For this reason, we need the Overseas Investment Act to include criteria that allow Ministers and officials to make decisions for us that will reflect those concerns. I suggest the following: “That consent should not be inconsistent with or detract from the achievement of goals and purposes of environmental, conservation or climate change legislation, or the protection of nga taonga katoa under the Treaty of Waitangi”.

Several consents in the past two years have put land or substantial business assets into the ownership of companies created just the week before. Other consents have been required because an extra “holding” layer is being added to a corporate group structure. These holding companies seem to be about location for tax advantage and insulation from accountability.  

Buyers’ Identities Often Hidden

From the Decision summaries, all we know about these shareholders or private equity investors is their “nationality” - in places like the Cayman Islands, Virgin Islands, etc. - or that the registered address is an Amsterdam Airport building with 760 other companies.  We need to think about overseas investment in New Zealand in conjunction with Treasury and IRD’s current work towards global tax reform.

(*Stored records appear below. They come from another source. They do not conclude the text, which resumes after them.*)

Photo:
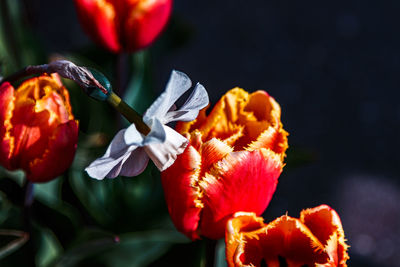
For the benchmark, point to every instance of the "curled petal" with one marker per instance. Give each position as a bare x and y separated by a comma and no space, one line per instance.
164,154
177,85
112,162
189,111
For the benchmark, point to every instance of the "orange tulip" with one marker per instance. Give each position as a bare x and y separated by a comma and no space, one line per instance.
232,163
39,133
123,25
316,239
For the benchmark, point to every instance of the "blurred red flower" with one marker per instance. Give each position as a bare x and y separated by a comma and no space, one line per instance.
38,133
232,163
123,25
316,239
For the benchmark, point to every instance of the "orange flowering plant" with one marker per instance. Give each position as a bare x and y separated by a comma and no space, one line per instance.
38,134
316,239
123,26
232,163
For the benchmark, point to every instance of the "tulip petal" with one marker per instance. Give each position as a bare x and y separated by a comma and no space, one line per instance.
144,22
286,241
59,155
189,111
243,181
325,224
177,85
99,21
181,194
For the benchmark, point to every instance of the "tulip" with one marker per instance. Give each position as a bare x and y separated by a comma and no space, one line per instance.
39,134
232,163
130,149
316,239
123,25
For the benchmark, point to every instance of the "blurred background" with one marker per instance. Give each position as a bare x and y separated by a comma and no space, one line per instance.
333,68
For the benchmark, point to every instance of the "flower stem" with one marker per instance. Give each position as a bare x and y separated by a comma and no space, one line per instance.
129,113
121,69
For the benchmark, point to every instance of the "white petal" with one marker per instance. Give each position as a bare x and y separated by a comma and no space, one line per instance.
197,100
115,154
177,85
157,133
164,155
132,136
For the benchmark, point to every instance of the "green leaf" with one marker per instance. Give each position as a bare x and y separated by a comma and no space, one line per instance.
49,193
49,248
90,243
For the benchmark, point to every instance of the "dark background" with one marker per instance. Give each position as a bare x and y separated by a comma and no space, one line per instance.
333,67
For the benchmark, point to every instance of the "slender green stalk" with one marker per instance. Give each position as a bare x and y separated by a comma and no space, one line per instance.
129,113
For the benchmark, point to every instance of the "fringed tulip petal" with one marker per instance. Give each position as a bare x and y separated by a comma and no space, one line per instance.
228,189
182,194
6,109
285,241
242,145
59,155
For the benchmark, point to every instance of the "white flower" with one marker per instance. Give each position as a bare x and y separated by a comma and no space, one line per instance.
129,151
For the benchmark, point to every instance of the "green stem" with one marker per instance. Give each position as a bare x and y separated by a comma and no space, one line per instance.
28,200
129,113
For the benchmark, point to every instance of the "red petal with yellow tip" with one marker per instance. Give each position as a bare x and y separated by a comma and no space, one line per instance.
6,108
241,146
39,133
181,194
285,241
243,181
58,156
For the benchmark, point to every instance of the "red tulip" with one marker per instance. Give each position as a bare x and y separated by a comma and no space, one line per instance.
232,163
316,239
39,133
123,25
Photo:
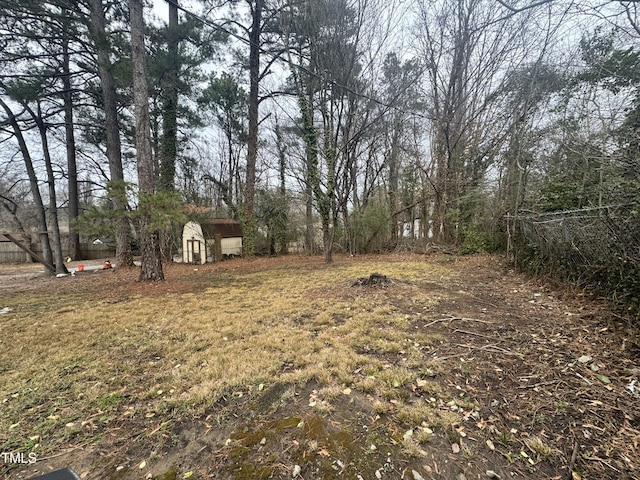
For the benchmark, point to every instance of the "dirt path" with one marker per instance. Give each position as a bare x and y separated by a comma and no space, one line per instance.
513,379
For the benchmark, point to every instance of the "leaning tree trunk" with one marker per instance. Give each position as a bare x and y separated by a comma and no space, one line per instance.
151,268
53,205
41,216
169,138
72,170
112,133
252,134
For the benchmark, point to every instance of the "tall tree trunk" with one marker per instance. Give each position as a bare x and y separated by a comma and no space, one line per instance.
149,238
41,216
124,257
169,139
252,134
53,205
70,140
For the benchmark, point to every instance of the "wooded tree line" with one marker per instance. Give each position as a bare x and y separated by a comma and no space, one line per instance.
350,125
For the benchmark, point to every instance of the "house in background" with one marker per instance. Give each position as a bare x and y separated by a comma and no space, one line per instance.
199,240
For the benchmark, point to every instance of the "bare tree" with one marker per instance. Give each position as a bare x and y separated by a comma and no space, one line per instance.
151,268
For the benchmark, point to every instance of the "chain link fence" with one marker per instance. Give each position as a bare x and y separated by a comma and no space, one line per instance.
598,247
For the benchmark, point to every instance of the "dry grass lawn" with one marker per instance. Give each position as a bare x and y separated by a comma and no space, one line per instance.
121,379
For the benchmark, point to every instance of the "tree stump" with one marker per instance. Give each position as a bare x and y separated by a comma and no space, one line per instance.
372,280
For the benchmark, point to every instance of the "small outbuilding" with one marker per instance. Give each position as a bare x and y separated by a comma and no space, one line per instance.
211,240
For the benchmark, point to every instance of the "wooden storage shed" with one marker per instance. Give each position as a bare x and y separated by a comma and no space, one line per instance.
199,240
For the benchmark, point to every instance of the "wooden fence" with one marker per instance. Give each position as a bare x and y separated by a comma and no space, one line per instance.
11,253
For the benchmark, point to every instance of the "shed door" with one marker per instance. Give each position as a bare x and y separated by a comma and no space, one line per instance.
194,246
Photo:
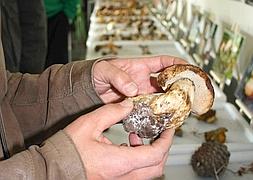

The “counterfactual” approach now being applied to overseas purchases of land should also be applied to substantial business interests: will the overseas applicant bring more to the table than a local purchaser would? Relatively few of the OIO Decision summaries suggest that there will be any substantial investment in development over and above the cost of purchase. And in two years of consents, I have seen just one clearly “greenfield” business development.

This may be because of the extremely cryptic nature of the OIO Decision summaries. The OIO currently seems more open and communicative, making price information available when it is no longer commercially sensitive, and responding to OIA requests. But the short formulaic summaries make it difficult for the public to understand the pros and cons of different consents. 

Often the full information provided to or obtained by the OIO includes data on local resources and local environments that is public (or publicly funded) and could be made available in the summaries. The OIO is now required to monitor compliance.  This role will be much more cost-effective if local people, business journalists and organisations like ours are given fuller information in consent summaries.